¡Aponeeerlameeesa!

¡Aponeeerlameeesa!

Abuela, madre y nieta hacen croquetas en la cocina. Luego recogerán todo en una danza íntima. Los niños no recogen. Los aprendizajes de la niña se replican en sus juegos.

Mujeres de tres generaciones se pasan platos./ Ilustración de Glòria Vives

Ilustración: Glòria Vives

En el recibidor, la abuela se descubre poco a poco la mano estirando con movimientos cortos la piel del guante que envuelve cada dedo.
La nieta sabe que ha llegado por el olor dulce de perfume caro que empieza a invadir la salita, y le cantan las tripas invocando el paquetito aceitoso manchado de chocolate que sabe que la espera. Abandona la muñeca y corre a hundirle un beso a la mejilla de melocotón, que todavía conserva frío de la calle. Empiezan los rituales de una tarde antigua de miércoles.
Mientras la nieta saborea el dulce, madre y abuela conversan en el sofá y se arreglan las uñas.
Para ablandarlas, ponen los dedos en remojo en el bol de cristal ahumado de siempre. La abuela llena el silencio repasando en voz alta las novedades de cada miembro de la familia y saca conclusiones. La madre asiente distraída, pensando en las radiografías de la mañana, en la respuesta arisca de su jefa, en la lavadora que hace demasiadas horas que se tiene que tender y en este paréntesis, de regusto de pasado, en su día a día frenético.
Se enjuagan los dedos arrugados, y con un palo mojado en un líquido rojo empujan los pellejos de los dedos hacia atrás para alargar la uña. Los empotran a su nacimiento insistiendo varias veces. ¡Demasiadas!- piensa la nieta- ¡Esto tiene que doler! No sabe si es el rojo sangriento del líquido o las astillas del palo, pero aquella maniobra siempre le ha dado repelús y se promete, en secreto, una pequeña revolución: nunca jamás se someterá a este martirio.
La tarde continúa en la cocina. Con las uñas recién pintadas envuelven croquetas. La madre dejó la masa hecha desde ayer para complacer a la abuela y demostrarle que  trabajar cada día le permite, igualmente, llevar una casa como es debido.
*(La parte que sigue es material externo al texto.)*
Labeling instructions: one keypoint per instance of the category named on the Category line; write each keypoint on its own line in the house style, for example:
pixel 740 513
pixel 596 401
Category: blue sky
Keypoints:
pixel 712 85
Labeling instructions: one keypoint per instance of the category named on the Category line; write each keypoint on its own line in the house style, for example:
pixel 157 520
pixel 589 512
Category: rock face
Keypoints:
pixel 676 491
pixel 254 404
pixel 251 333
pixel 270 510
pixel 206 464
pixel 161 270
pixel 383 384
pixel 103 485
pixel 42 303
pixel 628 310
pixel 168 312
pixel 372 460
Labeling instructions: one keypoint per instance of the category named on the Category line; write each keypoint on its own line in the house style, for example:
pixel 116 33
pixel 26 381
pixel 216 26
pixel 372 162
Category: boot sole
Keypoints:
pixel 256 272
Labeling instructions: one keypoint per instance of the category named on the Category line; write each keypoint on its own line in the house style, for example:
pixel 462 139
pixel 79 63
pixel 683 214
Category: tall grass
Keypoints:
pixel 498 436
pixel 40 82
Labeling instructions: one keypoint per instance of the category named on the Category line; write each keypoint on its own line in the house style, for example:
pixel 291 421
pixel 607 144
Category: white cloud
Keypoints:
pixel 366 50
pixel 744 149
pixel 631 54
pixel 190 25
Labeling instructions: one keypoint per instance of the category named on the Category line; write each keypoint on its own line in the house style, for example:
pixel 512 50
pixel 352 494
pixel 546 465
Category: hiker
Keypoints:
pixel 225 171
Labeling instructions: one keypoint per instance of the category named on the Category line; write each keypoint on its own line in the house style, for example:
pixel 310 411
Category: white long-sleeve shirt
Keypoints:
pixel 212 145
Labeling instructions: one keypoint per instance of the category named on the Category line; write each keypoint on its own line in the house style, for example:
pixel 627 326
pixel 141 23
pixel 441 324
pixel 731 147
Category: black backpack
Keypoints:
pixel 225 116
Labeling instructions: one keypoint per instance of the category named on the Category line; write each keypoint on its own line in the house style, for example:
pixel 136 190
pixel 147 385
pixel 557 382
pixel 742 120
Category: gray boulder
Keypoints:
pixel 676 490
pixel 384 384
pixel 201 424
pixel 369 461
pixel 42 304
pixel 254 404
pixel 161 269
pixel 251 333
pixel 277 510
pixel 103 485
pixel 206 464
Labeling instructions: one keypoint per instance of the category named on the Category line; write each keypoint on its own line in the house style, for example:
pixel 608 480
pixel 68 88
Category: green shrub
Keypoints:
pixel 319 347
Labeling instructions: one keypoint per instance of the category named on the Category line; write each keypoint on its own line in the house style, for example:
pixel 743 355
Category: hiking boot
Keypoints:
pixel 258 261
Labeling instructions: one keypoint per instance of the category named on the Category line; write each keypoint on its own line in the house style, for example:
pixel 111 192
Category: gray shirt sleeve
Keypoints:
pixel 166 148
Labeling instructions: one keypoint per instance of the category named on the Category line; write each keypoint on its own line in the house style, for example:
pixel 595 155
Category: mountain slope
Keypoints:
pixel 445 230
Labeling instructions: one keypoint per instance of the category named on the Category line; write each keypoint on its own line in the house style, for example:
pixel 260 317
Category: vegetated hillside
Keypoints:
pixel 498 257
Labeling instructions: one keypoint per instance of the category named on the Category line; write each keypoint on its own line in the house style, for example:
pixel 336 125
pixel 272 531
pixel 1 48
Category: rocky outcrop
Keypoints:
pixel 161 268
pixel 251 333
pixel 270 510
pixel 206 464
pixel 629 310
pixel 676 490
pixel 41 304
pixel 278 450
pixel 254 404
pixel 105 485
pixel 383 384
La abuela aprueba la pasta en silencio, y sigue hablando mientras redondea la masa pegajosa entre los dedos. La nieta escucha con los ojos abiertos y juguetea con una bola pequeña que se acaba comiendo cruda.
Mientras fríen las croquetas llegan los nietos de las extraescolares de la tarde. Los chicos, a cambio de un beso ruidoso, recogen su trofeo de chocolate y lo devoran ante la tele.
El primer aponeeerlameeesa deja quietos a los dos grandes. La nieta espera tensa, y al segundo grito se levanta, con rabia. Va por solidaridad con su madre y quizás también por sentido del deber (que le ha calado más fondo de lo que querría). Reparte los platos, vasos y cubiertos por la mesa mal y sin ganas mientras oye las risas de los hermanos viendo la tele. La rabia le humedece los ojos.
Llega el padre. La abuela se da aire al peinado inmóvil desde los años 60 y lo saluda.
Se sientan a cenar. Los nietos se avalanchan encima las croquetas y la madre les sirve la verdura.
Cenan rápido mientras se cuentan las batallas del día. Sabiéndose queridos y parte de la familia. Más allá de quién sean, de lo que piensan, de sus deseos…
Después de los postres las tres mujeres recogen la cocina en una danza íntima.
La nieta sueña apoyada en el fregadero, mirando como la abuela frota las ollas con energía y mucho jabón. Cómo se desliza el agua por la vajilla, escuchando el ruido de los guantes restregandose por cada pieza. Los dedos hábiles y ligeros haciendo malabares bajo el grifo.
Dejan la cocina pulcra y la abuela se marcha.
La casa recupera su ritmo habitual. Lavadoras que se tienden con prisas, deberes por hacer, artículos que leer, gritos de peleas y deseos de buenas noches.
La nieta, en camisón, prepara la cena a las muñecas en uno último juego antes de dormir. Pone la mesa, ahora sí, con cuidado. Ya tiene los movimientos aprendidos.